Straczynski contents

Straczynski's anthology includes 31 stories by 24 authors. Seven of the stories, marked '*' below, were selected by Straczynski; the remainder were selected by Ellison.
  • "A Brief Introduction to The Last Dangerous Visions" by J. Michael Straczynski
  • "Ellison Exegesis" by J. Michael Straczynski
  • “Assignment No. 1” by Stephen Robinett
  • “Hunger” by Max Brooks *
  • “Intermezzo 1: Broken, Beautiful Body on Beach” by D. M. Rowles
  • “None So Deaf” by Richard E. Peck
  • “War Stories” by Edward Bryant
  • “Intermezzo 2: Bedtime Story” by D. M. Rowles
  • “The Great Forest Lawn Clearance Sale—Hurry, Last Days!!” by Stephen Dedman
  • “Intermezzo 3: Even Beyond Olympus” by D. M. Rowles
  • “After Taste” by Cecil Castellucci *
  • “Leveled Best” by Steve Herbst
  • “The Time of the Skin” by A. E. van Vogt
  • “Rundown” by John Morressy
  • “Intermezzo 4: Elemental” by D. M. Rowles
  • “The Weight of a Feather ” by Cory Doctorow *
  • “The Malibu Fault” by Jonathan Fast
  • “The Size of the Problem” by Howard Fast
  • “Intermezzo 5: First Contact” by D. M. Rowles
  • “A Night at the Opera” by Robert Wissner
  • “Goodbye” by Steven Utley
  • “Primordial Follies” by Robert Sheckley
  • “Men in White” by David Brin *
  • “Intermezzo 6: Continuity” by D. M. Rowles
  • “The Final Pogrom” by Dan Simmons
  • “Intermezzo 7: The Space Behind the Obvious” by D. M. Rowles
  • “Falling from Grace” by Ward Moore
  • “First Sight” by Adrian Tchaikovsky *
  • “Intermezzo 8: Proof” by D. M. Rowles
  • “Binary System” by Kayo Hartenbaum *
  • “Dark Threshold” by P. C. Hodgell
  • “The Danann Children Laugh” by Mildred Downey Broxon
  • “Judas Iscariot Didn’t Kill Himself: A Story in Fragments” by James S. A. Corey *
  • "Afterword: Tetelestai!
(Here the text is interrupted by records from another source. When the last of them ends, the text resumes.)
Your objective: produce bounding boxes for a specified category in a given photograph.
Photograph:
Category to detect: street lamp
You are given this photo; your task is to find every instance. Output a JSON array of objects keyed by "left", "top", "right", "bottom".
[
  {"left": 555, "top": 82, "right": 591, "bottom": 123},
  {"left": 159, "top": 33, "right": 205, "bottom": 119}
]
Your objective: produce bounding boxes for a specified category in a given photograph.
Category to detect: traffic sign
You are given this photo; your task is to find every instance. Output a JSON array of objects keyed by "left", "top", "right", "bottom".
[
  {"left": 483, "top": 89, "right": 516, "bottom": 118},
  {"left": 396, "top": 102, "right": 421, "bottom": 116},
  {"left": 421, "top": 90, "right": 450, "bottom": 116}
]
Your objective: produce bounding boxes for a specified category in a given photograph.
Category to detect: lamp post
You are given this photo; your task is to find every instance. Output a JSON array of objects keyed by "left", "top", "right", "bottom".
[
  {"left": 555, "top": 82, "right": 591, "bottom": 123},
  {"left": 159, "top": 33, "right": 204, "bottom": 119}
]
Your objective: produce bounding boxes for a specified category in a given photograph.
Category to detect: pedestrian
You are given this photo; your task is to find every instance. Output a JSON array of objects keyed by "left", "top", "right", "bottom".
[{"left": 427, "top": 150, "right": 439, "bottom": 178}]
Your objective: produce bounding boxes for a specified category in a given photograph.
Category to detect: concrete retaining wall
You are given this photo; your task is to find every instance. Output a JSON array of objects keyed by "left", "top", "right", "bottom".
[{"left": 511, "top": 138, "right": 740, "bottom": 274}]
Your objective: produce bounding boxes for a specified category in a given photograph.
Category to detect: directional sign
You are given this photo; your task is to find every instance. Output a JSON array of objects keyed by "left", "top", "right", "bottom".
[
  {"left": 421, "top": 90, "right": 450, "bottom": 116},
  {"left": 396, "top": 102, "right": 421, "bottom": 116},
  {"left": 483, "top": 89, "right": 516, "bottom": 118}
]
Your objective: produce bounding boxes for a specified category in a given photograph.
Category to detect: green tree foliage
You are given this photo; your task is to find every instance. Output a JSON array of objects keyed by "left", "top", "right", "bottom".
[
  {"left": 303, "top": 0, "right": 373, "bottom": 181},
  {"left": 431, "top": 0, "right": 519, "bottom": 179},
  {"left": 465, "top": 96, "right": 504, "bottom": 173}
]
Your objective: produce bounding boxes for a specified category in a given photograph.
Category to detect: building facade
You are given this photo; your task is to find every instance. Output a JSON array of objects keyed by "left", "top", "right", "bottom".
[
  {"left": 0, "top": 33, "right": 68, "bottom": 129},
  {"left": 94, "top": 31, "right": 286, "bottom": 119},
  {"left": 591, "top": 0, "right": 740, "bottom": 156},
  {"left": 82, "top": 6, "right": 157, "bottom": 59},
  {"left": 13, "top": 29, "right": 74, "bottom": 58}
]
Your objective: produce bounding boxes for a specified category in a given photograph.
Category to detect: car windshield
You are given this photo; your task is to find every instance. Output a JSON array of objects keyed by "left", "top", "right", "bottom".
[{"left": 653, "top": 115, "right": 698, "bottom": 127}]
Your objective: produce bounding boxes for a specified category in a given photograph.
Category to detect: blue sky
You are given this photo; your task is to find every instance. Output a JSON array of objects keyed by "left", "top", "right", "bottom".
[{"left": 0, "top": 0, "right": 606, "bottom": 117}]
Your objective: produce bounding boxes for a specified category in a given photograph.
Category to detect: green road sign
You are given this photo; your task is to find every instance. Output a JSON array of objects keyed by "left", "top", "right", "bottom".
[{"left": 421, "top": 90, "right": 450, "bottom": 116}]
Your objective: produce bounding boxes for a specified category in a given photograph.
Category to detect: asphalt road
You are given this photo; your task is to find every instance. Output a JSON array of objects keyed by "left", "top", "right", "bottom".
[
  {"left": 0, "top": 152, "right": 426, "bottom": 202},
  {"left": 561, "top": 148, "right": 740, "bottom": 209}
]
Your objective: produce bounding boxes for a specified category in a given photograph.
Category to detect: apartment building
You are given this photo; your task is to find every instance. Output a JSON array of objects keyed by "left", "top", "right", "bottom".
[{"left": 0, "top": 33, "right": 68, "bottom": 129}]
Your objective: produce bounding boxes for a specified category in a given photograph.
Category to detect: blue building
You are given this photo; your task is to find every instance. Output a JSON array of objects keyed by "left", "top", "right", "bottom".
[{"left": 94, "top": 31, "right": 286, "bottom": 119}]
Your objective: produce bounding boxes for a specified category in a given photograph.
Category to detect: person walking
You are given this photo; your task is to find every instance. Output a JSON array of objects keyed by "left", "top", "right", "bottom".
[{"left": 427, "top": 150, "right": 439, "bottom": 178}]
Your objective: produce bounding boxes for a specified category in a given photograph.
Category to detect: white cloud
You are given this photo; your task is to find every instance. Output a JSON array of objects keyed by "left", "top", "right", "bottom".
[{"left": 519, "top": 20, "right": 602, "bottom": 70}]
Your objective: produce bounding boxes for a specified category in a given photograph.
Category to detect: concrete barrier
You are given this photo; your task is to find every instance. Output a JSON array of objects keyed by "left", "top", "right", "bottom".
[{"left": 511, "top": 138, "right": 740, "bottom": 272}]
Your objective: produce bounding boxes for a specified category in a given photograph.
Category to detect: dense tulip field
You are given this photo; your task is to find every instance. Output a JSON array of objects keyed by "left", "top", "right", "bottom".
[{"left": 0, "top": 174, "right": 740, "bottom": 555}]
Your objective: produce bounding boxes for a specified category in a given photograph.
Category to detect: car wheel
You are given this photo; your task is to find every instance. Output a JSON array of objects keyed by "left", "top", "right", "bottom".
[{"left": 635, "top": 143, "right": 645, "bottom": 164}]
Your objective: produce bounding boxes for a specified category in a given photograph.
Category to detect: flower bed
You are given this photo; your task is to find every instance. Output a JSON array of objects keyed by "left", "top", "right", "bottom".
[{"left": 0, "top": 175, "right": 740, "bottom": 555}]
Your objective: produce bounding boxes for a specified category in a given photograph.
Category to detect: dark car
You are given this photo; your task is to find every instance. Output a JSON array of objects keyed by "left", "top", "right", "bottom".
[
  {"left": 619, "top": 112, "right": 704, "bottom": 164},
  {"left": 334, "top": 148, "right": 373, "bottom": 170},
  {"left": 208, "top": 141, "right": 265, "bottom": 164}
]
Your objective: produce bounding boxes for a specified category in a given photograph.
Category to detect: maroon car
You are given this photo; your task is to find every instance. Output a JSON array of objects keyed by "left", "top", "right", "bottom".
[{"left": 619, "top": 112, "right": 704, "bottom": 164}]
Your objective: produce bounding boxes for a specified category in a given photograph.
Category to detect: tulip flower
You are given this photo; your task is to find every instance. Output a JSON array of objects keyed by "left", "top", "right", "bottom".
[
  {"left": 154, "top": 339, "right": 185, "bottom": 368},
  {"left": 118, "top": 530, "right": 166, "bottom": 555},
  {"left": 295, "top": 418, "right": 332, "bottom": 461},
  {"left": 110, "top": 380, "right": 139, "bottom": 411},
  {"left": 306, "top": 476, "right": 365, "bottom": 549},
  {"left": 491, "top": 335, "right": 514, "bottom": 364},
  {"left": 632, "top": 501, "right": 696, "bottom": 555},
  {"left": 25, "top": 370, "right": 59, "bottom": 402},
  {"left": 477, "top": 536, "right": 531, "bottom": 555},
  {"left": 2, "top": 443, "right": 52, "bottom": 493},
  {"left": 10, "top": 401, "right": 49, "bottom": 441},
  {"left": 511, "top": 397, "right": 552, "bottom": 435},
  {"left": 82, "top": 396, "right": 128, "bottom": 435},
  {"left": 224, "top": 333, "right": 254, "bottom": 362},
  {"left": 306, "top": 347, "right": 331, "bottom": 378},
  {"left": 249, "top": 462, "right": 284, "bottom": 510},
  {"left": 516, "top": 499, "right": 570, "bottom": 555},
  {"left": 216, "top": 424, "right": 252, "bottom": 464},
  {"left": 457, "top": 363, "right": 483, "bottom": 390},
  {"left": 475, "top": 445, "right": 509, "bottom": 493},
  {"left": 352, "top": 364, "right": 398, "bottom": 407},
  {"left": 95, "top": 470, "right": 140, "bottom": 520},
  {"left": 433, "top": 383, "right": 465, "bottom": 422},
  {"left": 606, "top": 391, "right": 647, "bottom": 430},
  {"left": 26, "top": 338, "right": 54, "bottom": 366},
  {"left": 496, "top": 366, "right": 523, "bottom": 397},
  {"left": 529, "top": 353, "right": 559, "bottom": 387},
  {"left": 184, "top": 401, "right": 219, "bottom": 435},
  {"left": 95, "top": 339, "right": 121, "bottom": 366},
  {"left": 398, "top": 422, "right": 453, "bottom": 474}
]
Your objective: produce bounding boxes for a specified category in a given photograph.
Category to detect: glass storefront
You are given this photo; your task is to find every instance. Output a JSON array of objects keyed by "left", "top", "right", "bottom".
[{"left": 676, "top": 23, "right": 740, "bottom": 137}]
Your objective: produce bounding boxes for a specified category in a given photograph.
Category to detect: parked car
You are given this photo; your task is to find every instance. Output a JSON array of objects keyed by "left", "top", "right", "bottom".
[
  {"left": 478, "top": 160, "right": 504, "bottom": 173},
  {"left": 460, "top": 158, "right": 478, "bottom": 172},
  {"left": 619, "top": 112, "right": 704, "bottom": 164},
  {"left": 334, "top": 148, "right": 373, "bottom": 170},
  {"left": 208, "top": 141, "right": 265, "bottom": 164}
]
Compiling The Last Dangerous Visions" by J. Michael Straczynski

Reception

The book was met with mixed to negative reviews. Gary K. Wolfe of Locus Magazine noted: "While there are some fine stories in The Last Dangerous Visions, and some that may evoke a degree of nostalgia among older readers... is unlikely to produce any classics like the award-nominated tales from Le Guin, Russ, Delany, Leiber, Dick, and Farmer that emerged from Ellison’s original volumes." Bill Caposerre of fantasyliterature.com gave the book a 2.5/5 "Not recommended" rating, saying: "Disappointing... of the 32 pieces I could only name five or six I’d call good to excellent, with a pretty steep drop-off from that handful." Rob Latham of The Los Angeles Review of Books concluded: "There are a few excellent stories — to be precise, four — plus many mediocre-to-adequate ones, and a handful of genuine stinkers... Maybe this whole tragic enterprise should have been left on the shelf where it fitfully lay for half a century, instead of being gathered into this feeble public cenotaph."